Lichtenvoorde, Gemeinde in den Niederlanden
Lichtenvoorde ist eine kleine Stadt im Osten der Niederlande in der Gemeinde Oost Gelre, umgeben von Feldern und ländlicher Landschaft. Sie hat traditionelle Häuser, einen zentralen Marktplatz mit einem beeindruckenden Stein aus dem 19. Jahrhundert und eine Johanneskirche aus dem Jahr 1648.
Die Stadt entstand im 14. Jahrhundert um ein Schloss, das 1312 erwähnt wird, und entwickelte sich später um eine Kapelle einer Adelsfamilie. Nach zwei großen Bränden in den Jahren 1735 und 1868 wurde sie teilweise neu aufgebaut.
Der Name Lichtenvoorde bezieht sich auf die Lage am Rand eines Waldes. Besucher können sehen, wie die Stadt ihre Vergangenheit bewahrt hat, mit einem zentralen Marktplatz, auf dem Einheimische regelmäßig zusammenkommen und der Stein mit dem Löwen an bedeutende Gemeinschaftsereignisse erinnert.
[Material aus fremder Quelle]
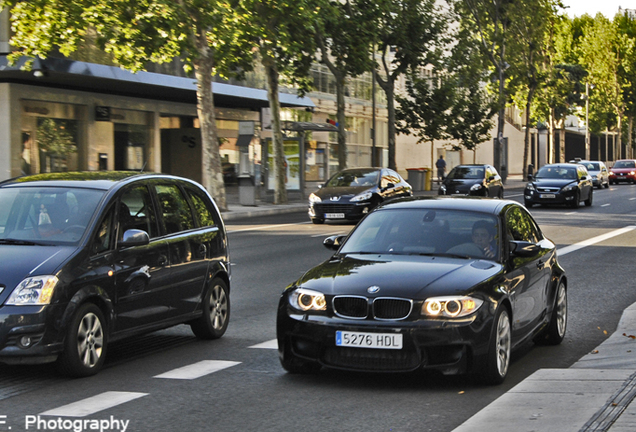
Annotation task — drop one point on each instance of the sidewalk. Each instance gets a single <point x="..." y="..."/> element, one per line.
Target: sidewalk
<point x="593" y="395"/>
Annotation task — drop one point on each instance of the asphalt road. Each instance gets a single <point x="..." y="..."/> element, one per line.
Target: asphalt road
<point x="237" y="384"/>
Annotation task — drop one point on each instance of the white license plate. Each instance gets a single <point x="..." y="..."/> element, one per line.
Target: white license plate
<point x="369" y="340"/>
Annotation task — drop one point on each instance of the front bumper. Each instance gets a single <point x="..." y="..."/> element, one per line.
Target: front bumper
<point x="448" y="346"/>
<point x="559" y="197"/>
<point x="30" y="334"/>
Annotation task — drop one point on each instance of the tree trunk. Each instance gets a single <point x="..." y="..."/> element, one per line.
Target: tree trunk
<point x="340" y="115"/>
<point x="280" y="164"/>
<point x="211" y="168"/>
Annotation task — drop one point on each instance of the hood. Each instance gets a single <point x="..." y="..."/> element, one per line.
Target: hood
<point x="558" y="183"/>
<point x="405" y="276"/>
<point x="18" y="262"/>
<point x="340" y="191"/>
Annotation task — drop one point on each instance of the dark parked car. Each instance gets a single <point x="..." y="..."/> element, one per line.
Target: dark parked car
<point x="624" y="170"/>
<point x="352" y="193"/>
<point x="559" y="184"/>
<point x="477" y="180"/>
<point x="90" y="258"/>
<point x="452" y="284"/>
<point x="598" y="171"/>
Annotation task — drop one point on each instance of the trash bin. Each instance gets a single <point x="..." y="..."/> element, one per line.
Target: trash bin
<point x="428" y="179"/>
<point x="416" y="178"/>
<point x="247" y="193"/>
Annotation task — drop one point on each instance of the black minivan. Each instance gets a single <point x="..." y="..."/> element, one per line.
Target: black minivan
<point x="89" y="258"/>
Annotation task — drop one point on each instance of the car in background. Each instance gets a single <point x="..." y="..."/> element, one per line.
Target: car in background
<point x="598" y="171"/>
<point x="90" y="258"/>
<point x="564" y="183"/>
<point x="436" y="283"/>
<point x="624" y="170"/>
<point x="352" y="193"/>
<point x="474" y="180"/>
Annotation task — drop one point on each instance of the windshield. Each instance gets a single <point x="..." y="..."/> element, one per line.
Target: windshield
<point x="625" y="164"/>
<point x="566" y="173"/>
<point x="354" y="178"/>
<point x="50" y="215"/>
<point x="426" y="232"/>
<point x="466" y="173"/>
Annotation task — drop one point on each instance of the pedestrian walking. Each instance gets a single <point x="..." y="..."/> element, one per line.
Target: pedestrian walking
<point x="441" y="167"/>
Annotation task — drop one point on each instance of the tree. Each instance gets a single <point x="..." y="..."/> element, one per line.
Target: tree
<point x="282" y="33"/>
<point x="203" y="34"/>
<point x="409" y="34"/>
<point x="343" y="35"/>
<point x="489" y="21"/>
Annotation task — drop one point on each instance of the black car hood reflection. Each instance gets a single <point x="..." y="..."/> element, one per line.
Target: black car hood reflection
<point x="406" y="276"/>
<point x="19" y="262"/>
<point x="553" y="182"/>
<point x="341" y="191"/>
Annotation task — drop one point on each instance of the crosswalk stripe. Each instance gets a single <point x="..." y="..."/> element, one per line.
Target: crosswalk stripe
<point x="273" y="344"/>
<point x="94" y="404"/>
<point x="197" y="370"/>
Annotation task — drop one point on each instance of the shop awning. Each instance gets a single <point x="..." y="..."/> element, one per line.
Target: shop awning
<point x="92" y="77"/>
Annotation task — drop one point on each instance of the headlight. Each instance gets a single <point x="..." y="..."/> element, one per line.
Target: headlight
<point x="450" y="307"/>
<point x="569" y="188"/>
<point x="36" y="290"/>
<point x="362" y="197"/>
<point x="306" y="300"/>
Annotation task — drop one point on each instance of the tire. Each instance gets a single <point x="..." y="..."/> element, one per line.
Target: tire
<point x="555" y="331"/>
<point x="85" y="345"/>
<point x="577" y="200"/>
<point x="216" y="312"/>
<point x="295" y="365"/>
<point x="499" y="349"/>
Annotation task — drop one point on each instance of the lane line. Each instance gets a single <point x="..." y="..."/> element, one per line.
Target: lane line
<point x="576" y="246"/>
<point x="94" y="404"/>
<point x="271" y="344"/>
<point x="267" y="227"/>
<point x="197" y="370"/>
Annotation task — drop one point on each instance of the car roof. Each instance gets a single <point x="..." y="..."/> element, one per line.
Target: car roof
<point x="477" y="204"/>
<point x="102" y="180"/>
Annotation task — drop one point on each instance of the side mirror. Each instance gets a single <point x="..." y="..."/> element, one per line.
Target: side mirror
<point x="334" y="242"/>
<point x="520" y="248"/>
<point x="134" y="237"/>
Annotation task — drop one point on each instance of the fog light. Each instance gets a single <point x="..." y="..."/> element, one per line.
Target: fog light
<point x="25" y="341"/>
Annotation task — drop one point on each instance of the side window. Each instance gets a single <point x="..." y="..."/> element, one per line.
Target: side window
<point x="175" y="210"/>
<point x="137" y="212"/>
<point x="520" y="226"/>
<point x="103" y="238"/>
<point x="204" y="210"/>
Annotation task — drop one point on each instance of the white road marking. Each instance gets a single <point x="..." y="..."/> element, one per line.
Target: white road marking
<point x="197" y="370"/>
<point x="94" y="404"/>
<point x="576" y="246"/>
<point x="273" y="344"/>
<point x="263" y="227"/>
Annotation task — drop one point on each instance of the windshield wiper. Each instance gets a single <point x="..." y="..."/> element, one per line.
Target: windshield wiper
<point x="20" y="242"/>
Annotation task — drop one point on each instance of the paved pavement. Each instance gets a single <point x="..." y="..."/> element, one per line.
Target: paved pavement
<point x="593" y="395"/>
Der Ort ist am besten zu Fuß erkundbar, mit Wanderwegen und Fahrradstrecken rund um das ländliche Umland. Besucher sollten beachten, dass der öffentliche Nahverkehr begrenzt ist und dass das Motocross-Rennen jeden September laut sein kann.
Im Jahr 1874 schleppten 99 Schuster einen 20-Tonnen-Stein über mehrere Kilometer, um die silberne Hochzeit von König Wilhelm III. zu feiern. Dieser Boulder steht noch heute auf dem Marktplatz und die Bewohner werden stolz als 'Keilopers' bezeichnet.